Pour la rentrée littéraire 2010, Les Impressions Nouvelles ont fait le choix de ne publier qu’un seul roman : Les eaux dormantes de Paul Andreu.

L’été commence. Un homme revient dans un lieu qu’il a connu autrefois. Une allée, une grande maison, une autre, plus petite, un étang, des arbres jusqu’à l’horizon, un ciel que traversent les nuages. Tout l’été il restera là, passant la nuit dans la petite maison, le jour au bord de l’étang. Le silence pénètre en lui. Quand sa pensée se vide et fluctue librement, des souvenirs reviennent pris dans la lumière. Ce n’est plus celle, aveuglante, dans laquelle il vivait, mais celle, à peine distincte de l’ombre, qui redonne le monde au veilleur fatigué. Dans cette lumière, il découvre la frontière floue, insaisissable, qu’ont formée, en s’accumulant, les actes inaccomplis de sa vie : les études qu’il a abandonnées sans raison, les femmes qu’immobile et muet il a regardé dormir ou laissé partir, sa fuite une nuit, sans but, et son retour avant le jour, les insomnies désœuvrées dans lesquelles il a sombré, et jusqu’aux eaux dormantes de l’étang qui se referment un jour sur lui. Tout prend un sens. Cette ligne cesse d’être un danger. Elle devient un refuge. Le lieu où il peut vivre.

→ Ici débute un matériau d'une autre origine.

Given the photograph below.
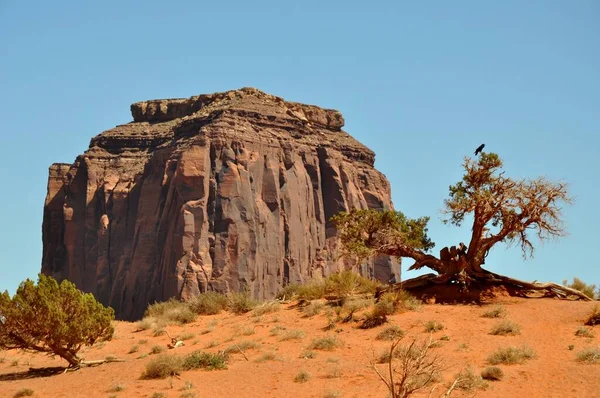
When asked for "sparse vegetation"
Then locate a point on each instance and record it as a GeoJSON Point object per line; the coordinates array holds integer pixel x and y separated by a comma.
{"type": "Point", "coordinates": [390, 333]}
{"type": "Point", "coordinates": [410, 368]}
{"type": "Point", "coordinates": [327, 343]}
{"type": "Point", "coordinates": [204, 360]}
{"type": "Point", "coordinates": [492, 373]}
{"type": "Point", "coordinates": [496, 312]}
{"type": "Point", "coordinates": [594, 316]}
{"type": "Point", "coordinates": [511, 355]}
{"type": "Point", "coordinates": [582, 331]}
{"type": "Point", "coordinates": [468, 380]}
{"type": "Point", "coordinates": [506, 328]}
{"type": "Point", "coordinates": [433, 326]}
{"type": "Point", "coordinates": [589, 355]}
{"type": "Point", "coordinates": [208, 303]}
{"type": "Point", "coordinates": [23, 392]}
{"type": "Point", "coordinates": [163, 366]}
{"type": "Point", "coordinates": [71, 319]}
{"type": "Point", "coordinates": [578, 284]}
{"type": "Point", "coordinates": [241, 302]}
{"type": "Point", "coordinates": [302, 377]}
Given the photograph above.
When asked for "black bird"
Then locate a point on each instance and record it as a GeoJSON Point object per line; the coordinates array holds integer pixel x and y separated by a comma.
{"type": "Point", "coordinates": [479, 149]}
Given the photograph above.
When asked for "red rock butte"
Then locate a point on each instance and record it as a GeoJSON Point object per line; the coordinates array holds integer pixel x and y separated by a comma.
{"type": "Point", "coordinates": [227, 191]}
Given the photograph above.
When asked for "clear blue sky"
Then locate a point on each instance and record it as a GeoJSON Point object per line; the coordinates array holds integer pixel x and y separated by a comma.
{"type": "Point", "coordinates": [422, 83]}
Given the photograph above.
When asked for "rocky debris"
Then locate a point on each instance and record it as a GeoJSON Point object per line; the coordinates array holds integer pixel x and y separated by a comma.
{"type": "Point", "coordinates": [226, 192]}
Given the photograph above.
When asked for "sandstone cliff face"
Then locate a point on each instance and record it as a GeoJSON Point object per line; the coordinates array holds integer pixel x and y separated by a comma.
{"type": "Point", "coordinates": [224, 192]}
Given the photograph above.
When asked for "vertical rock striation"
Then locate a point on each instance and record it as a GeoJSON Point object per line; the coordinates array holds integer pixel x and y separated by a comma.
{"type": "Point", "coordinates": [223, 192]}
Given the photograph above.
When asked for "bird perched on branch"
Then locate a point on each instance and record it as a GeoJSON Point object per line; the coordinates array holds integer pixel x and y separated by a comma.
{"type": "Point", "coordinates": [479, 149]}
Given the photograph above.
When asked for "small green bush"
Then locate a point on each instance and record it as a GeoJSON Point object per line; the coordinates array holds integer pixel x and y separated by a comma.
{"type": "Point", "coordinates": [511, 355]}
{"type": "Point", "coordinates": [205, 360]}
{"type": "Point", "coordinates": [589, 355]}
{"type": "Point", "coordinates": [390, 333]}
{"type": "Point", "coordinates": [302, 377]}
{"type": "Point", "coordinates": [433, 326]}
{"type": "Point", "coordinates": [493, 373]}
{"type": "Point", "coordinates": [163, 366]}
{"type": "Point", "coordinates": [327, 343]}
{"type": "Point", "coordinates": [208, 303]}
{"type": "Point", "coordinates": [506, 328]}
{"type": "Point", "coordinates": [23, 392]}
{"type": "Point", "coordinates": [584, 332]}
{"type": "Point", "coordinates": [497, 312]}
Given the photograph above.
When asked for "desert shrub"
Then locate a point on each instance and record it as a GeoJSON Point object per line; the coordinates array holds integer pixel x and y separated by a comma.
{"type": "Point", "coordinates": [241, 302]}
{"type": "Point", "coordinates": [313, 308]}
{"type": "Point", "coordinates": [578, 284]}
{"type": "Point", "coordinates": [493, 373]}
{"type": "Point", "coordinates": [208, 303]}
{"type": "Point", "coordinates": [266, 308]}
{"type": "Point", "coordinates": [589, 355]}
{"type": "Point", "coordinates": [433, 326]}
{"type": "Point", "coordinates": [327, 343]}
{"type": "Point", "coordinates": [511, 355]}
{"type": "Point", "coordinates": [390, 333]}
{"type": "Point", "coordinates": [53, 318]}
{"type": "Point", "coordinates": [171, 312]}
{"type": "Point", "coordinates": [410, 368]}
{"type": "Point", "coordinates": [468, 380]}
{"type": "Point", "coordinates": [205, 360]}
{"type": "Point", "coordinates": [594, 317]}
{"type": "Point", "coordinates": [496, 312]}
{"type": "Point", "coordinates": [163, 366]}
{"type": "Point", "coordinates": [584, 332]}
{"type": "Point", "coordinates": [505, 328]}
{"type": "Point", "coordinates": [302, 377]}
{"type": "Point", "coordinates": [292, 335]}
{"type": "Point", "coordinates": [23, 392]}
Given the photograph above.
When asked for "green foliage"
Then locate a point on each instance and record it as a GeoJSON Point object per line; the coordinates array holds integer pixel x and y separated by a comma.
{"type": "Point", "coordinates": [162, 367]}
{"type": "Point", "coordinates": [171, 312]}
{"type": "Point", "coordinates": [208, 303]}
{"type": "Point", "coordinates": [511, 355]}
{"type": "Point", "coordinates": [23, 392]}
{"type": "Point", "coordinates": [493, 373]}
{"type": "Point", "coordinates": [361, 231]}
{"type": "Point", "coordinates": [578, 284]}
{"type": "Point", "coordinates": [506, 328]}
{"type": "Point", "coordinates": [205, 360]}
{"type": "Point", "coordinates": [53, 318]}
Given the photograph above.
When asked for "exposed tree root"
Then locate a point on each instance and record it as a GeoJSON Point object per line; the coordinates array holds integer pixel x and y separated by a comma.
{"type": "Point", "coordinates": [486, 279]}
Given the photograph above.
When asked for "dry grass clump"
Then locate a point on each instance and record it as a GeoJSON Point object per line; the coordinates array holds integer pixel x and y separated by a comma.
{"type": "Point", "coordinates": [492, 373]}
{"type": "Point", "coordinates": [208, 303]}
{"type": "Point", "coordinates": [327, 343]}
{"type": "Point", "coordinates": [162, 367]}
{"type": "Point", "coordinates": [582, 331]}
{"type": "Point", "coordinates": [496, 312]}
{"type": "Point", "coordinates": [390, 333]}
{"type": "Point", "coordinates": [594, 317]}
{"type": "Point", "coordinates": [578, 284]}
{"type": "Point", "coordinates": [23, 392]}
{"type": "Point", "coordinates": [241, 302]}
{"type": "Point", "coordinates": [468, 380]}
{"type": "Point", "coordinates": [266, 308]}
{"type": "Point", "coordinates": [171, 312]}
{"type": "Point", "coordinates": [505, 328]}
{"type": "Point", "coordinates": [511, 355]}
{"type": "Point", "coordinates": [589, 355]}
{"type": "Point", "coordinates": [204, 360]}
{"type": "Point", "coordinates": [433, 326]}
{"type": "Point", "coordinates": [302, 377]}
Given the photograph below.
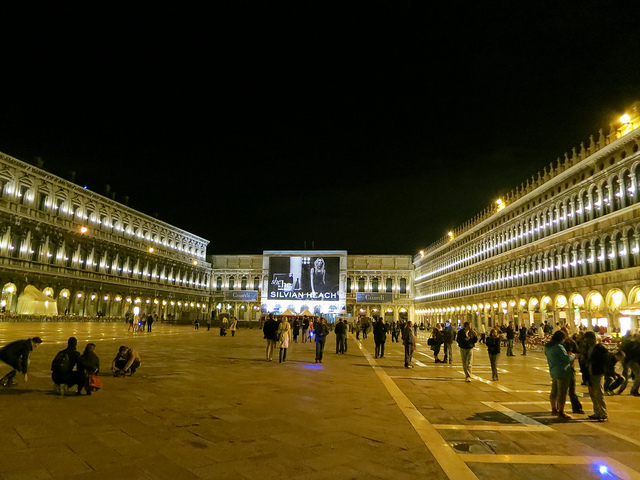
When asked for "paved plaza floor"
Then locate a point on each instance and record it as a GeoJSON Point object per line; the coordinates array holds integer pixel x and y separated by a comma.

« Je, c’est bien moi ici. C’est vous.
Ne cherchez pas l’étang sur une carte, ni la maison, ni même un bosquet. Mais ils existent dans votre pensée pour peu que vous acceptiez un instant l’immobilité. Que vous refusiez un moment l’agitation qui est au centre de votre vie, l’agitation qui, petit à petit, a pétri bonheurs et désirs, réussites, échecs, en une pâte indigeste et peut-être répugnante.
Qu’est-ce qui compte à la fin ? C’est l’insomnie, le temps de veille, ce temps perdu, qui vous le dit. 
»

Habiter la frontière

« J’aimerais, par curiosité, me souvenir de l’enfant que j’étais, m’en souvenir assez pour savoir ce que j’ai pensé, ce que j’ai voulu, comment j’ai grandi. À défaut je le réinvente, je l’écris ou essaie de l’écrire. Pour les années d’après, plus nombreuses, plus proches, moins riches aussi peut-être, c’est plus simple. Enfin, un peu plus simple.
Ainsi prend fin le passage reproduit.